El retiro del Estado dejó el espacio para el establecimiento de poderes que cumplieron las funciones de gobierno en poblaciones enteras, huérfanas de estatalidad. La ausencia fue llenada con poderes salvajes que impusieron su ley y gobierno, llevando a la gente a situaciones límite en su vida cotidiana. La defensa de la vida no se hizo esperar, y comenzamos a atestiguar la creación de regiones en guerra en México; protagonizada esta guerra por poderes salvajes y agrupaciones nombradas de “autodefensa”. En los espacios en que el emparejamiento política-violencia-poderes salvajes se afianzó, las propuestas comunitarias de autogobierno se convirtieron en única salida y esperanza de vida. En nuestro país, el municipio de Cherán es el caso que mejor ilustra la tragedia de vivir bajo el asedio y comunión del crimen y la política; y es también el caso que ha sentado precedente jurídico de autogobierno comunitario en defensa de la vida. El asiento de la fuerza de esta propuesta está en los “usos y costumbres” y en la negación del papel mediador de los partidos políticos, considerados agentes de corrupción, desequilibrio y ruptura comunitaria.

En Chiapas, en años recientes se ha observado el ascenso de las reclamaciones de reconocimiento de derechos de autogobierno por usos y costumbres en espacios municipales.
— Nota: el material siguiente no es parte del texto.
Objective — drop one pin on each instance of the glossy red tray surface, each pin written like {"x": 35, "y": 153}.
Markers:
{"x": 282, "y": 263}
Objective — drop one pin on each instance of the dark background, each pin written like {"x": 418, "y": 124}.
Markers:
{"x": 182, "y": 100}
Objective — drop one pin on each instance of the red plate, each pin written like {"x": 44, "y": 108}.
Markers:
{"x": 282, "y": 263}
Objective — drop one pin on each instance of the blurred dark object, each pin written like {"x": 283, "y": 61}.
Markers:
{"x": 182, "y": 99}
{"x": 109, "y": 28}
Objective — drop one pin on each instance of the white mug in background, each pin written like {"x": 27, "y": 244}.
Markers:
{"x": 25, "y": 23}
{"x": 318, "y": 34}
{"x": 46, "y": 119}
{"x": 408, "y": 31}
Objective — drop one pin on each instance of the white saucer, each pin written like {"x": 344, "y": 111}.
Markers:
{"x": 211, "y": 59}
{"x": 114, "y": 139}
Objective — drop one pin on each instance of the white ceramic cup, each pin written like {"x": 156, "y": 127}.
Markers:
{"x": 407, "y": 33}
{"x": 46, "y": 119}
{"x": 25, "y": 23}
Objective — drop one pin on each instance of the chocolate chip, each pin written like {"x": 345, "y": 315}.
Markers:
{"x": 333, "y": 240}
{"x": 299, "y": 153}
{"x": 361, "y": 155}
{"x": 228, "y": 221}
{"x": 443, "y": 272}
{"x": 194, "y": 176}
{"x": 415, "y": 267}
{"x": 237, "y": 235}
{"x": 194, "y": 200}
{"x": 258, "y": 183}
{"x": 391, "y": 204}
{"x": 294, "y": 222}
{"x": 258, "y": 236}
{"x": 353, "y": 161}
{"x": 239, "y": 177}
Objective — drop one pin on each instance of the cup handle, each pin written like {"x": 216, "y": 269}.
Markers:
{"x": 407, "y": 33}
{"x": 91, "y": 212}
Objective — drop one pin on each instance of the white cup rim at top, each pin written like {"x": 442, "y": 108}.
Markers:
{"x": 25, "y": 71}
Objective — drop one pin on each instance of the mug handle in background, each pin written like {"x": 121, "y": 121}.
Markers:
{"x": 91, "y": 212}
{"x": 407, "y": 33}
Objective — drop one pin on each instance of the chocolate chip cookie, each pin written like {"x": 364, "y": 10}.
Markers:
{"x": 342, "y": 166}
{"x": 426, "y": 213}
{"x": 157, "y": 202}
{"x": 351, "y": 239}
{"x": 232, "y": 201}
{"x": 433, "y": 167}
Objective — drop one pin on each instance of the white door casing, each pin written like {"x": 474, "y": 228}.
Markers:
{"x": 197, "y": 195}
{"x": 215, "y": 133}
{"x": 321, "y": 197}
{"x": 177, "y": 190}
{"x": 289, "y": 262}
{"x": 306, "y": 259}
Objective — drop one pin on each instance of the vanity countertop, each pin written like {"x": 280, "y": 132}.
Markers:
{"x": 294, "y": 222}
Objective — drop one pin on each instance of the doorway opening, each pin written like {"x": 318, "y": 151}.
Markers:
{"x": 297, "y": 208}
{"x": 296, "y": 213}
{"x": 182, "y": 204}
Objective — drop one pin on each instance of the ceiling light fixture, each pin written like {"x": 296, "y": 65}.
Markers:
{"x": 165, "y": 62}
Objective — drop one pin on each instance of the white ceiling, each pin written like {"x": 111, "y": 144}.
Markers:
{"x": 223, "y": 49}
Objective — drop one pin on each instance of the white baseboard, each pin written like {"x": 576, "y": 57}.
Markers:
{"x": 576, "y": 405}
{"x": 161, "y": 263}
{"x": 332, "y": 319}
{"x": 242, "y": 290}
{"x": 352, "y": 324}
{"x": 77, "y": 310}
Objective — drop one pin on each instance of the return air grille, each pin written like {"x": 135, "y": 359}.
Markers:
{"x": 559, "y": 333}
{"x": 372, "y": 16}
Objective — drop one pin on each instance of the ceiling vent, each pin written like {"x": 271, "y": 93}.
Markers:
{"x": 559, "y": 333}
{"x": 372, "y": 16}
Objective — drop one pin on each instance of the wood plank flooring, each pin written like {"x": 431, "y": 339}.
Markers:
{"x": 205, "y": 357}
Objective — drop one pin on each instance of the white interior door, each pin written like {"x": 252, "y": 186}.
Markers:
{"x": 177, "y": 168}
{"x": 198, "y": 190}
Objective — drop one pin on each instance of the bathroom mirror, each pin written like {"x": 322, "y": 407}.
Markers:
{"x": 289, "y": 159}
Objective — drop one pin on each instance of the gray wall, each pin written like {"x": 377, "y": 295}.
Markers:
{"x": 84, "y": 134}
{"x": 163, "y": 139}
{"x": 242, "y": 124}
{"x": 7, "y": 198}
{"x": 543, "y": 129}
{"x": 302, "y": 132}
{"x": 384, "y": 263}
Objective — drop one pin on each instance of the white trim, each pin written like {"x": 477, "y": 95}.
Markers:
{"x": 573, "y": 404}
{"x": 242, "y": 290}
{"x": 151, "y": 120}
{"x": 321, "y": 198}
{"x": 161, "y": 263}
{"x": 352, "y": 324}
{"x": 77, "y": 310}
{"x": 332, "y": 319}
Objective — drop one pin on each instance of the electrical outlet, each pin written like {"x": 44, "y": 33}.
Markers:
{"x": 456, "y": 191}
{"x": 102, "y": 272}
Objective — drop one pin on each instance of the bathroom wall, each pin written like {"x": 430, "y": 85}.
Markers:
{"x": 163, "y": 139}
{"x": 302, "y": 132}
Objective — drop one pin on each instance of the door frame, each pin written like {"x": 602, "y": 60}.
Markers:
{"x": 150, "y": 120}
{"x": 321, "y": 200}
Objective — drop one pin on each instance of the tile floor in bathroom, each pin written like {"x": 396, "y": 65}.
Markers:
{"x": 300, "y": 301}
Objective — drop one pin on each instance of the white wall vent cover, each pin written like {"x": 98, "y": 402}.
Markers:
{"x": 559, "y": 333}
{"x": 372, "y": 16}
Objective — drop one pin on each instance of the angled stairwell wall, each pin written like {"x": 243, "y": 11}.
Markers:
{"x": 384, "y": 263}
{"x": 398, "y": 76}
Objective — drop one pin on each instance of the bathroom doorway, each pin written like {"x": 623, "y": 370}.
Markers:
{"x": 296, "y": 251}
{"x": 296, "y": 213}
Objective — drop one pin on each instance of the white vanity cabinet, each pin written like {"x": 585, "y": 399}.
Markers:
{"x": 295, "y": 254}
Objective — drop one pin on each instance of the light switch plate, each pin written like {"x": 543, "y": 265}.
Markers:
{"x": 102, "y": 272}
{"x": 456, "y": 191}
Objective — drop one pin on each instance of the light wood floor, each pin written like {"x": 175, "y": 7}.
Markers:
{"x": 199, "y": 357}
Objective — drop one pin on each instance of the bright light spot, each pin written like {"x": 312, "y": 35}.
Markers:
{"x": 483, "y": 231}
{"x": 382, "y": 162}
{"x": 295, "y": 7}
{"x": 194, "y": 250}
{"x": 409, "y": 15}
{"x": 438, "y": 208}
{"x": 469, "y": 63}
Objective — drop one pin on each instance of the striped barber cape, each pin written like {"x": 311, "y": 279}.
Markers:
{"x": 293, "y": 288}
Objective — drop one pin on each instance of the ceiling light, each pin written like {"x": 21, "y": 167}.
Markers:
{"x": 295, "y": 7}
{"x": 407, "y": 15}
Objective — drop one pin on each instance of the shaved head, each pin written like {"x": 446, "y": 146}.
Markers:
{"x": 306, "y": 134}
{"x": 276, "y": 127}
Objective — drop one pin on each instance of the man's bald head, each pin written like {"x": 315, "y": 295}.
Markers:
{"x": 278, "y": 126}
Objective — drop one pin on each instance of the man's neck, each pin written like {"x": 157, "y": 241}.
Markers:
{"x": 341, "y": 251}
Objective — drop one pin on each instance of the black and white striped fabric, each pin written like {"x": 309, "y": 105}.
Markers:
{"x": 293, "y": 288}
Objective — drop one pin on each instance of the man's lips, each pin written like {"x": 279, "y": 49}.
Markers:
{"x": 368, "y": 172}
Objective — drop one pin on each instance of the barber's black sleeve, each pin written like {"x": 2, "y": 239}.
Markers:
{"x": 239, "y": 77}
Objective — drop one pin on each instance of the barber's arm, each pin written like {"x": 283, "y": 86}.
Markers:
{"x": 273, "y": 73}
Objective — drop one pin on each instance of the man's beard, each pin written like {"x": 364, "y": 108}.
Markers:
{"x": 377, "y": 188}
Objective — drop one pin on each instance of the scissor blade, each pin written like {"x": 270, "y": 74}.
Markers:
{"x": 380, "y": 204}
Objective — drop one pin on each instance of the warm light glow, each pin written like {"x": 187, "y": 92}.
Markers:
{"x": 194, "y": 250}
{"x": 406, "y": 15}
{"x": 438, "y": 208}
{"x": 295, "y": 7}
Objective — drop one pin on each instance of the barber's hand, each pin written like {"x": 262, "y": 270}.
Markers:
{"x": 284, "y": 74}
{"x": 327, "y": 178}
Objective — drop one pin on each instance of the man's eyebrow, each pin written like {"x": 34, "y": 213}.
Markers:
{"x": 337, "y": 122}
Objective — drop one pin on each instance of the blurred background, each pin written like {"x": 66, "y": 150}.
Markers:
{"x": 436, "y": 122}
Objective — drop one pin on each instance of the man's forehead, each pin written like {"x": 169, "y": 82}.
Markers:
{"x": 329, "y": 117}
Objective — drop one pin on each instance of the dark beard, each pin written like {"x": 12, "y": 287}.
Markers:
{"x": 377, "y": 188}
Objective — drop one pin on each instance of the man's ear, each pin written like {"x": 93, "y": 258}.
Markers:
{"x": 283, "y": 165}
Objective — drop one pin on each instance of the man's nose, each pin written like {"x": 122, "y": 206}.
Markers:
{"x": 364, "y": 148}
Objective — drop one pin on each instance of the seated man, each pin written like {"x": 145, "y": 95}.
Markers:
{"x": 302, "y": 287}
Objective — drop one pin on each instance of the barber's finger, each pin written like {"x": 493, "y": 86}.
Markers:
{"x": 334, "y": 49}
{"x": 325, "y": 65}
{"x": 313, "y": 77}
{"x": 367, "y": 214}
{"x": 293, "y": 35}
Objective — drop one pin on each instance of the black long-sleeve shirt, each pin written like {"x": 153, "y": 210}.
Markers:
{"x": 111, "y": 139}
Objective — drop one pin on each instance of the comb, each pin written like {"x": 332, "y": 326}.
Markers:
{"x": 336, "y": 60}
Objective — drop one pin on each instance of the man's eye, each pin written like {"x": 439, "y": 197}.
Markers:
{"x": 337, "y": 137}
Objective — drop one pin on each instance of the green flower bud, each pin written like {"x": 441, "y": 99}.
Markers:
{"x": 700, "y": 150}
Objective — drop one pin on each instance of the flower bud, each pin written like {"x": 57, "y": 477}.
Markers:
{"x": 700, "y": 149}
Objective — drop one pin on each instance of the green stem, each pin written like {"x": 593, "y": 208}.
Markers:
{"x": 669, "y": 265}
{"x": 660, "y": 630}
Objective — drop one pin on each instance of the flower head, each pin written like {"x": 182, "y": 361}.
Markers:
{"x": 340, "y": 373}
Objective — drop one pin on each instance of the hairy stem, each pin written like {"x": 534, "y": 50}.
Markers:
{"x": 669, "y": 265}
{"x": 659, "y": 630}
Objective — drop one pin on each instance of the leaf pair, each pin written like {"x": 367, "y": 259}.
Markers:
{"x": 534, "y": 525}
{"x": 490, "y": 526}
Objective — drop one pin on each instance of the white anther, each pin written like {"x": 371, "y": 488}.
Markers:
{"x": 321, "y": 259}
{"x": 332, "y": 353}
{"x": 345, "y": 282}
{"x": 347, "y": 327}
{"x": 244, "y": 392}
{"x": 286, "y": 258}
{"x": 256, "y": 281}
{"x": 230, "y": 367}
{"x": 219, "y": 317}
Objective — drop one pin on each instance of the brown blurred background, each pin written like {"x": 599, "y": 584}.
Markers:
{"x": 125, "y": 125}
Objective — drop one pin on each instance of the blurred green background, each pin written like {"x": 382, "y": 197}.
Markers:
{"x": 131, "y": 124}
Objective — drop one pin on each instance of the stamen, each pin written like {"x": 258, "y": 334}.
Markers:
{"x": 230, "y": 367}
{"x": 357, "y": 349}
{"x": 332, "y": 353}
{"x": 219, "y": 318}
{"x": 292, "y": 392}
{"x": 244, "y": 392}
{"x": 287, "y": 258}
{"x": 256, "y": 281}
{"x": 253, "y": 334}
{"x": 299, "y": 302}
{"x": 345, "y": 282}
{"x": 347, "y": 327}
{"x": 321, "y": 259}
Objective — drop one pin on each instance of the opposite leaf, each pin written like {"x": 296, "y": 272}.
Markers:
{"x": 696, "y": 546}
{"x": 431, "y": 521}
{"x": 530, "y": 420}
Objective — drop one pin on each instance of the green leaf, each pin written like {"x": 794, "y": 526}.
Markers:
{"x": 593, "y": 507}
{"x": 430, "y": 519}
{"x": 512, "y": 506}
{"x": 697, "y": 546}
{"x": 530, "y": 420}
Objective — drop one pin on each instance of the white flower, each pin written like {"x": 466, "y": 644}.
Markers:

El municipio de Oxchuc es el que logró el reconocimiento jurídico del derecho a la autodeterminación por usos y costumbres. Y aunque este derecho lo han puesto en práctica, en el contexto de una historia de polarización social y política el resultado no parece ser el esperado en el sentido de gobernabilidad y convivencia política respetuosa.

En semanas recientes en la zona Altos de Chiapas, atestiguamos la emergencia en el municipio de Pantelhó de un grupo denominado de autodefensa que declaró la guerra al crimen organizado que según sus denunciantes ha acaparado a la política municipal. Tomaron el poder local por asalto, y reclamaron la salida del crimen organizado y junto con este el poder político municipal (el actual ayuntamiento en funciones y el que habrá ¿o habría? de asumir). Demandaron al gobierno del estado el derecho de autogobierno por usos y costumbres. En tanto se resuelve, avanzaron en establecerse, en una asamblea comunitaria, como la nueva constituyente local.

Las salidas políticas hoy dadas por el gobierno estatal son a todas luces provisionales: establecimiento de una mesa de negociación con los insurgentes, renuncia de la alcaldesa municipal, establecimiento de fuerza policial y militar. En los medios de comunicación se habla ya del reconocimiento en los hechos del autogobierno, algo que para su formalización debe ser dirimido en tribunales.

No obstante, el mensaje es claro: las prácticas posdemocráticas se han establecido en estos espacios comunitarios, que singularmente no vieron siquiera el establecimiento de la democracia liberal. Acá ni siquiera la democracia formal se estableció, y el Estado en su forma ha sido ausente. Es decir, ni estatalidad ni democracia. ¿Pueden ser los gobiernos por usos y costumbres la solución, o solo sumaran al malestar?